Riwa Daou, Economist at BLOMINVEST BANK, commented on BLOM Lebanon PMI’s October 2018 results saying, “In terms of GDP growth however, the PMI still translates into a meagre 1%, a threshold we are unlikely to surpass in 2018. On the political front, a government formation will give sentiment a boost as it suggests Lebanon is getting closer to enacting long-awaited reforms.”

The BLOM Lebanon Purchasing Managers’ Index (PMI) rose from 45.8 in September to 46.2 in October 2018. Hence, the GDP growth implied by the BLOM Lebanon PMI still stands at 1% and cements the idea that it will not surpass this mark in the year 2018. On the political front, the lengthier the political deadlock, the harder it will be to restore confidence in the economy.
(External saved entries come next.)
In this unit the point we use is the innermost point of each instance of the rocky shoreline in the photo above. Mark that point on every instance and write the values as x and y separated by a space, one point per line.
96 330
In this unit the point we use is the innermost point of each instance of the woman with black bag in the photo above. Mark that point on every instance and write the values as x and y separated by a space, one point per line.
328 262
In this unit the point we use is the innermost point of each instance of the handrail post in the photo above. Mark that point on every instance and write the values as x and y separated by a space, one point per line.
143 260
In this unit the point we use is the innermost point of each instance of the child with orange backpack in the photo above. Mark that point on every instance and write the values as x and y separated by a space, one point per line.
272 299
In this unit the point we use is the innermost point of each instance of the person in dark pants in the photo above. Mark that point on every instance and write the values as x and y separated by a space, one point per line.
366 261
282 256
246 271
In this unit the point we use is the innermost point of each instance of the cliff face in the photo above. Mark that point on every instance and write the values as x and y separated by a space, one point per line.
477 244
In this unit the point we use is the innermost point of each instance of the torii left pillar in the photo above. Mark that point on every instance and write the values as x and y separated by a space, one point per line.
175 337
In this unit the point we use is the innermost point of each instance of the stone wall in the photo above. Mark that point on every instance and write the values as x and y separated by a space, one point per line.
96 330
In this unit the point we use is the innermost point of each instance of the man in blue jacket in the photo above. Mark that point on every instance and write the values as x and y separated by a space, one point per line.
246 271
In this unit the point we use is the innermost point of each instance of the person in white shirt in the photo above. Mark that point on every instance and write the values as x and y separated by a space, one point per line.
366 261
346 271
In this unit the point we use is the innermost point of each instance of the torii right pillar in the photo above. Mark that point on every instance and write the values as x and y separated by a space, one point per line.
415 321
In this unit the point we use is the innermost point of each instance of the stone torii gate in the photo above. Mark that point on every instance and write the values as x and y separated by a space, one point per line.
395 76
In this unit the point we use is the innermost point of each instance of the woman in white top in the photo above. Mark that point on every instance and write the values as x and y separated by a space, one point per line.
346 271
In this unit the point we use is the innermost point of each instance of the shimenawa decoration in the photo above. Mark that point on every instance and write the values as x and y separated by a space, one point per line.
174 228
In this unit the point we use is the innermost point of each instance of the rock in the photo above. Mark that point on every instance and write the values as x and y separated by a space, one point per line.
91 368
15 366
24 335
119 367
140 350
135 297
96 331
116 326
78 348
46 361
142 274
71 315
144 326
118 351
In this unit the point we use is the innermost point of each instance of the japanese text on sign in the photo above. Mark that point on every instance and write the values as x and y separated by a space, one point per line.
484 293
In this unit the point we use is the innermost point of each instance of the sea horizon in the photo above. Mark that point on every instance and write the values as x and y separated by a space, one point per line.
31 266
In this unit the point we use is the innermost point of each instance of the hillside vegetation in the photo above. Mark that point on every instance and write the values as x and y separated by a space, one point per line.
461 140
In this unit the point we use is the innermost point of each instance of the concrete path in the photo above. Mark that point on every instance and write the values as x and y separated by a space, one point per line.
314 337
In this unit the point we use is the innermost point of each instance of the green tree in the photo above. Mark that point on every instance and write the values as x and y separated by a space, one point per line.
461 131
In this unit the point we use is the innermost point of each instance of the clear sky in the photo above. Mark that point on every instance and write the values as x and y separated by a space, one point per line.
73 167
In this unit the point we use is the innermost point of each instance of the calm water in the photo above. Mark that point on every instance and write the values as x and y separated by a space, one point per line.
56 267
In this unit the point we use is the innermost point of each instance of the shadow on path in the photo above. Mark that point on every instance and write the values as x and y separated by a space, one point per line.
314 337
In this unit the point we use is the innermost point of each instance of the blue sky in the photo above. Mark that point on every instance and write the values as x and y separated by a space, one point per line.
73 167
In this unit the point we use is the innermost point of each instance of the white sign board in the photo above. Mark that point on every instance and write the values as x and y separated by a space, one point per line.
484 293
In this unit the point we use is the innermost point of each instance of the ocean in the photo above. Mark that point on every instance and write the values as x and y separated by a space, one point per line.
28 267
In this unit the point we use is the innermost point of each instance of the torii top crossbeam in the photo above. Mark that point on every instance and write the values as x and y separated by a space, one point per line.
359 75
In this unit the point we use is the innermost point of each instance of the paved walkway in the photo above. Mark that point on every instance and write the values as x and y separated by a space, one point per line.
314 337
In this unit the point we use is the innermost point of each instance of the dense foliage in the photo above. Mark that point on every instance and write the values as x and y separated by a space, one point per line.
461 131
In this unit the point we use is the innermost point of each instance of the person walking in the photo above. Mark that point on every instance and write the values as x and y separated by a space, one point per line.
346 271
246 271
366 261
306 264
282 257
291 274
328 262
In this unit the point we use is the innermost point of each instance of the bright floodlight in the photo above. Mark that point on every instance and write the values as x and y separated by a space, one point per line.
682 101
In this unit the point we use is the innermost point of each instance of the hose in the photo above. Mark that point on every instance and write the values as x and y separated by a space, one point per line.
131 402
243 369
Public debt is continuing to swell as it reached $83.69 billion by August 2018:

 According to the Association of Lebanese Banks (ABL), the country’s gross public debt increased by an annual 8.31% on the back of an 18.64% year-on-year (y-o-y) rise in foreign currency debt and a 1.82% y-o-y uptick in local currency debt.

Average inflation, energy prices and housing costs:

According to the Central Administration of Statistics (CAS), average inflation reached 6.10% by September 2018 compared to an average of 4.32% in the same period in 2017. In details, The average costs of “Housing and utilities” (water, electricity, gas and other fuels) constituting a combined 28.4% of the Consumer Price Index or CPI, rose by 6.64% year-on-year (y-o-y) by September 2018.

Tourist spending figures:

According to Global Blue, tourist spending in Lebanon added 5.41% by Q3 2018, compared to Q3 2017. The rise can be linked to the 3.88% yearly increase in tourist arrivals to 1.51M by September 2018. Tourists from the Arab countries remained the largest spenders in Lebanon, with Saudis, Emiratis, Syrians and Kuwaitis in particular grasping shares of 12%, 11%, 9% and 7% of total spending, respectively.

With Lebanon’s current economic status deteriorating, no wonder why the communication industry is ailing.